With all these publicity and media appearances, if Godzilla were flesh and blood, it would most definitely be one of the richest celebrities. Unfortunately for Godzilla (fortunately for all humanity), it is only a fictional character and will never see a penny of its hard-earned cash. Instead, with an array of intellectual property rights covering multiple aspects of the character, its creator - Toho is the one profiting from the spoils of the monster’s desolation. Toho’s ginormous IP portfolio on Godzilla includes copyright to the design of Godzilla and its various monster co-stars. Even the distinctive roar of the monster is subject to copyright protection. Toho also owns numerous trademarks relating to Godzilla internationally, covering everything from the words “GODZILLA” and “ZILLA”, to the designs and representations of the monster itself.

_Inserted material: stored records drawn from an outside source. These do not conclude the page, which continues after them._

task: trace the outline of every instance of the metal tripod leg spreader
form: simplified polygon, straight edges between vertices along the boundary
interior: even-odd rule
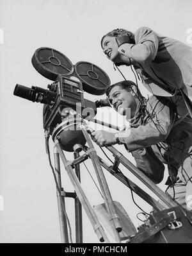
[[[91,205],[90,204],[90,203],[86,196],[86,194],[84,194],[84,191],[82,189],[81,183],[80,183],[76,175],[74,173],[74,172],[72,169],[72,161],[67,160],[67,159],[65,157],[65,155],[63,153],[63,151],[61,149],[60,142],[57,139],[55,140],[55,145],[58,150],[59,154],[60,154],[61,160],[64,164],[64,166],[67,172],[67,174],[68,174],[68,175],[71,180],[71,182],[74,187],[74,189],[76,191],[76,192],[77,194],[78,199],[79,200],[79,201],[82,205],[82,207],[84,208],[99,241],[101,242],[105,241],[106,243],[109,243],[109,239],[107,237],[102,226],[101,226],[100,222],[99,221],[95,212],[93,211]],[[94,162],[94,163],[95,164],[95,162]],[[100,164],[99,164],[99,166],[100,166]],[[100,174],[99,174],[99,175],[100,175]],[[108,207],[109,208],[109,206],[108,206]],[[120,225],[118,225],[118,226],[120,227]],[[115,232],[116,233],[116,241],[117,243],[120,243],[119,236],[118,236],[118,233],[116,230],[115,230],[114,233],[115,233]]]

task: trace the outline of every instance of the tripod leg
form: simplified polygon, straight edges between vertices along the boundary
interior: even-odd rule
[[[118,243],[120,243],[120,236],[118,233],[118,232],[120,232],[122,230],[120,223],[120,218],[116,214],[111,195],[105,176],[104,175],[99,157],[97,155],[95,149],[94,149],[92,140],[90,138],[89,135],[85,128],[82,128],[82,132],[83,132],[84,136],[90,148],[86,153],[89,154],[89,156],[92,161],[94,169],[95,170],[97,179],[104,198],[106,209],[110,216],[110,222],[112,224],[112,226],[114,227],[114,234],[115,235],[115,239]]]
[[[55,166],[54,167],[55,175],[57,179],[59,189],[60,189],[60,191],[61,191],[60,155],[58,149],[56,147],[54,147],[54,166]],[[63,213],[63,210],[62,210],[62,206],[65,207],[65,200],[63,196],[60,196],[60,195],[58,193],[58,191],[57,191],[57,199],[58,199],[61,243],[68,243],[68,237],[67,232],[67,220],[65,214]]]
[[[76,175],[73,171],[72,167],[71,166],[71,162],[67,160],[63,150],[61,149],[60,144],[57,139],[55,140],[55,144],[58,149],[65,168],[67,172],[67,174],[70,179],[72,183],[73,184],[76,192],[79,199],[79,201],[81,203],[82,206],[84,207],[84,209],[86,212],[91,223],[92,224],[94,231],[95,232],[98,238],[99,239],[100,242],[105,241],[106,243],[109,243],[102,226],[100,224],[96,214],[95,214],[84,192],[83,192],[81,187],[80,182]]]
[[[159,188],[154,182],[152,182],[146,175],[140,171],[134,164],[129,161],[122,154],[116,150],[112,146],[106,146],[106,148],[111,151],[114,156],[118,156],[120,162],[132,172],[137,178],[138,178],[143,183],[146,185],[154,194],[156,194],[166,205],[167,208],[174,207],[177,206],[177,203],[175,202],[171,196],[166,194],[161,189]]]
[[[78,152],[74,153],[74,158],[79,157]],[[79,182],[80,180],[80,168],[79,165],[75,167],[76,174]],[[83,225],[82,225],[82,207],[79,198],[75,198],[75,210],[76,210],[76,243],[83,243]]]

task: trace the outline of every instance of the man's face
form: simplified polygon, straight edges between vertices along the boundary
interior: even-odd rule
[[[118,44],[115,37],[106,36],[103,38],[102,47],[104,54],[113,62],[116,62],[119,58]]]
[[[122,89],[120,86],[115,86],[109,92],[109,99],[115,110],[120,115],[125,115],[130,113],[134,114],[137,103],[132,91]],[[130,110],[130,109],[129,109]],[[130,118],[130,117],[128,117]],[[132,117],[131,116],[131,117]]]

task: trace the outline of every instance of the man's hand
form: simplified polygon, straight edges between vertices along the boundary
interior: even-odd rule
[[[114,133],[102,130],[93,131],[91,133],[91,137],[95,142],[103,147],[104,146],[111,146],[116,144],[114,134]]]

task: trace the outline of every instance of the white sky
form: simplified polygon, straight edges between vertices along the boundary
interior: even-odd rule
[[[190,45],[187,31],[191,31],[191,0],[0,0],[0,195],[4,198],[0,243],[61,242],[56,187],[45,151],[43,105],[13,95],[16,83],[43,88],[50,83],[31,64],[35,51],[52,47],[74,64],[93,63],[108,74],[112,83],[123,79],[102,53],[100,41],[104,34],[117,28],[134,32],[147,26]],[[127,79],[134,81],[129,68],[122,70]],[[146,96],[147,92],[142,85],[140,88]],[[93,101],[99,98],[84,96]],[[123,146],[117,148],[133,161]],[[67,156],[72,158],[71,153]],[[61,170],[63,187],[72,192],[62,166]],[[128,176],[129,173],[124,171]],[[136,217],[140,210],[132,203],[129,189],[104,173],[113,200],[123,205],[136,226],[140,225]],[[92,205],[102,203],[83,166],[81,181]],[[160,187],[164,187],[163,182]],[[135,199],[144,210],[150,209],[136,196]],[[66,199],[66,204],[74,242],[73,200]],[[84,243],[98,243],[84,211],[83,223]]]

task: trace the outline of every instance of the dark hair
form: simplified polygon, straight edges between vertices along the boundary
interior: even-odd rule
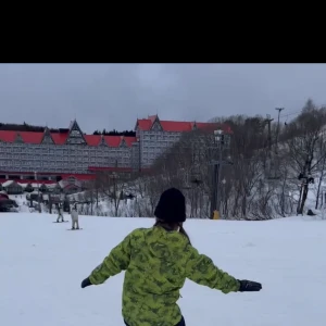
[[[162,226],[163,228],[165,228],[167,230],[174,230],[174,229],[176,229],[176,227],[179,227],[179,233],[181,235],[184,235],[188,239],[189,244],[191,244],[190,238],[189,238],[188,234],[186,233],[186,230],[183,226],[183,223],[175,223],[175,222],[170,223],[170,222],[156,220],[156,222],[154,223],[154,226]]]

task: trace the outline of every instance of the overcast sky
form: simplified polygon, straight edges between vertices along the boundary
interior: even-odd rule
[[[325,64],[0,64],[1,122],[133,129],[137,117],[205,122],[326,104]],[[296,115],[296,114],[294,114]],[[294,116],[291,114],[288,118]]]

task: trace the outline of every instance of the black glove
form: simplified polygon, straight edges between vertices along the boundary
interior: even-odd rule
[[[252,292],[252,291],[260,291],[262,289],[262,285],[256,281],[241,279],[239,280],[239,283],[240,283],[239,292]]]
[[[88,287],[88,286],[90,286],[90,285],[91,285],[91,283],[90,283],[90,280],[89,280],[89,277],[85,278],[85,279],[82,281],[82,288],[83,288],[83,289],[86,288],[86,287]]]

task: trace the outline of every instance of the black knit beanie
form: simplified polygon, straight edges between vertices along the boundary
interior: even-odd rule
[[[155,208],[155,216],[164,222],[186,221],[186,199],[183,192],[176,188],[165,190]]]

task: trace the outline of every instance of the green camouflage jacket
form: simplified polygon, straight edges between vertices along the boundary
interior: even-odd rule
[[[176,302],[186,278],[224,293],[239,289],[236,278],[199,254],[183,234],[160,226],[131,231],[89,279],[100,285],[122,271],[122,313],[129,326],[175,326],[181,318]]]

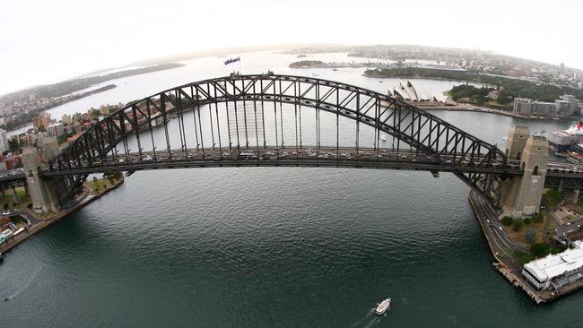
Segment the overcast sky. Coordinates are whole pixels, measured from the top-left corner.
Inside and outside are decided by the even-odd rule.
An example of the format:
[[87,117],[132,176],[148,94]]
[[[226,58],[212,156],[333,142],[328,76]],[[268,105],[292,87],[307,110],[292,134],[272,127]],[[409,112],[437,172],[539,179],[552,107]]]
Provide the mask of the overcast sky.
[[0,2],[0,94],[177,53],[289,42],[478,47],[583,68],[583,0]]

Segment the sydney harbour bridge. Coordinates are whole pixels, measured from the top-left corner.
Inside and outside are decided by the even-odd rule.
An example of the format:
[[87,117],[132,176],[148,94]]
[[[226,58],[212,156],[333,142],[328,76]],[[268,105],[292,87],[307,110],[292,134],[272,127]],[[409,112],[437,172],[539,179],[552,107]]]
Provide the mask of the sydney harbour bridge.
[[65,148],[43,154],[42,162],[36,151],[25,151],[24,172],[0,177],[0,184],[28,185],[35,210],[40,210],[48,203],[70,206],[90,174],[108,171],[411,169],[434,177],[451,172],[495,208],[519,215],[538,211],[545,186],[583,185],[583,174],[549,166],[547,152],[546,141],[524,129],[513,129],[502,151],[410,102],[357,86],[272,73],[233,73],[131,102]]

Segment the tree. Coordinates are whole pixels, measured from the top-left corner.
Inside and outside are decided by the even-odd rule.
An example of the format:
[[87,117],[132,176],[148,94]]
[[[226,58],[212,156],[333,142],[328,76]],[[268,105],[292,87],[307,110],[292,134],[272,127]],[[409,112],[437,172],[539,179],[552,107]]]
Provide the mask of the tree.
[[551,246],[548,244],[533,244],[530,246],[530,253],[535,257],[546,256],[551,250]]
[[514,231],[518,231],[522,228],[522,219],[515,219],[512,223],[512,229]]
[[535,241],[536,241],[536,230],[534,229],[529,229],[525,232],[525,239],[528,242],[528,244],[534,244]]
[[503,217],[502,224],[505,226],[509,226],[510,224],[512,224],[512,218],[510,218],[509,216]]
[[533,222],[537,222],[537,223],[542,222],[544,219],[544,217],[543,216],[543,213],[541,213],[541,212],[535,213],[535,214],[533,214],[533,217],[532,217]]

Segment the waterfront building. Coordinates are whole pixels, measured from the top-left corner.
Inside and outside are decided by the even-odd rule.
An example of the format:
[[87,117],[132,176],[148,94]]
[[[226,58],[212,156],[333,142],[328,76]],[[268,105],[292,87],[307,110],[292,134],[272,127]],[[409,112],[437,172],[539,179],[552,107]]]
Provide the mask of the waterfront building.
[[575,114],[577,99],[570,95],[561,96],[554,102],[533,101],[528,98],[514,99],[514,114],[525,117],[569,117]]
[[399,80],[399,84],[393,86],[393,89],[388,90],[388,93],[396,98],[405,100],[410,101],[441,101],[444,102],[447,100],[447,98],[443,95],[432,95],[427,96],[421,92],[419,88],[417,88],[413,82],[407,80],[406,82]]
[[553,131],[543,134],[549,142],[549,148],[557,152],[566,152],[576,144],[583,142],[583,130],[571,126],[567,130]]
[[61,122],[62,122],[64,125],[71,125],[71,124],[73,124],[73,118],[71,118],[71,116],[70,116],[70,115],[66,115],[66,114],[65,114],[65,115],[63,115],[63,117],[61,117]]
[[583,278],[583,242],[576,241],[575,248],[526,263],[522,276],[537,289],[558,289]]
[[39,130],[46,130],[50,124],[50,114],[43,113],[32,120],[34,127]]
[[47,127],[47,133],[50,136],[58,137],[65,132],[65,126],[60,123],[51,124]]
[[532,114],[541,117],[554,117],[557,115],[557,105],[554,102],[533,101]]
[[8,143],[8,135],[6,134],[6,130],[0,129],[0,154],[10,150],[10,144]]
[[560,117],[567,117],[573,114],[572,110],[570,110],[570,104],[569,101],[554,100],[554,104],[557,107],[557,114]]
[[530,116],[533,111],[533,100],[528,98],[514,99],[514,114]]

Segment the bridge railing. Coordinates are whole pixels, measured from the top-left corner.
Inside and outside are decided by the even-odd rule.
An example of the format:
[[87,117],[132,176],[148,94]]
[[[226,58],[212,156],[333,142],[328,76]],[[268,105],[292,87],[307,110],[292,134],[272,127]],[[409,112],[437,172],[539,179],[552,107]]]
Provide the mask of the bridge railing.
[[[257,118],[254,121],[247,117],[248,104],[252,104],[253,110],[249,111],[256,117],[260,111],[263,117],[274,122],[267,127],[257,126]],[[201,116],[201,108],[204,107],[208,107],[208,116]],[[266,109],[268,107],[270,108]],[[346,146],[341,144],[340,131],[344,126],[341,126],[341,122],[352,122],[355,133],[353,142],[349,143],[357,152],[360,148],[364,148],[361,139],[364,130],[368,129],[368,135],[373,138],[372,147],[378,151],[383,147],[382,139],[387,134],[391,138],[391,147],[397,151],[423,153],[443,166],[460,166],[468,162],[478,168],[492,167],[493,163],[506,165],[505,154],[496,146],[390,96],[322,79],[255,74],[200,81],[133,102],[98,122],[71,142],[61,154],[50,160],[49,169],[71,171],[93,165],[108,156],[128,158],[132,152],[128,142],[133,143],[136,150],[134,152],[140,157],[146,146],[151,147],[154,153],[166,153],[170,158],[172,149],[204,151],[204,149],[215,149],[217,145],[220,150],[250,149],[253,142],[250,145],[248,131],[259,128],[264,132],[263,143],[259,144],[258,135],[252,140],[257,149],[270,146],[266,142],[267,134],[274,142],[271,146],[277,150],[302,148],[307,137],[307,132],[302,130],[307,119],[305,110],[302,111],[305,108],[315,112],[313,123],[316,129],[309,134],[315,140],[317,150],[323,147],[323,135],[335,133],[336,144],[332,146],[336,149]],[[230,119],[241,117],[241,111],[244,117],[240,121],[244,121],[244,126],[240,122],[230,122]],[[334,124],[322,124],[324,113],[327,113],[327,119],[335,121]],[[266,119],[262,121],[264,125]],[[170,122],[173,122],[173,129],[169,128]],[[163,132],[161,134],[157,129]],[[284,130],[287,135],[284,135]],[[288,130],[291,131],[289,134]],[[288,140],[291,137],[292,142],[286,142],[285,136]],[[171,141],[176,141],[174,145]],[[84,178],[83,175],[77,175],[62,181],[62,186],[68,190],[63,201],[71,197],[72,189],[79,187]],[[483,174],[462,178],[485,194],[490,193],[492,179],[496,179]]]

To defend its intellectual goldmine, Toho has a team of lawyers every bit as ferocious as the monster they are protecting. In 1985, Warner Bros. was singed by Toho for including a Godzilla look-alike in the movie Pee Wee’s Big Adventure, settling the case for an undisclosed amount. In 2002, a US vintner was reduced to a pile of rubble as they were made to destroy its inventory of “CABZILLA” cabernet sauvignon which featured the image of a roaring Godzilla holding a glass of wine on its label. The following year, vendors at the Yankee Stadium were side-swiped by Godzilla’s lawyers for selling inflatable Godzilla replicas in honour of Yankees’ player Hideki Matsui, whose nickname is in fact “Godzilla”. In 2008, ten years after Godzilla ripped apart the New York subway, its lawyers took a bite out of sandwich giant Subway, demanding USD 150,000 in compensation for featuring a Godzilla-like dinosaur in its TV commercial. Even Toho’s compatriot was not spared. HONDA was sued not once but twice, in 1992 for flying a giant Godzilla float in the New Year’s Rose Parade and in 2011 for showing a seconds-long footage of a fire-breathing Godzilla in its commercial.


It is safe to say that while there is still atomic breath in monster's lungs, Toho will continue to milk its ferocious behemoth for all its worth. And for anyone who even dares to think about getting on the bad side of the radioactive reptilia, consider the ungodly fire and brimstone that its lawyers will rain down upon you.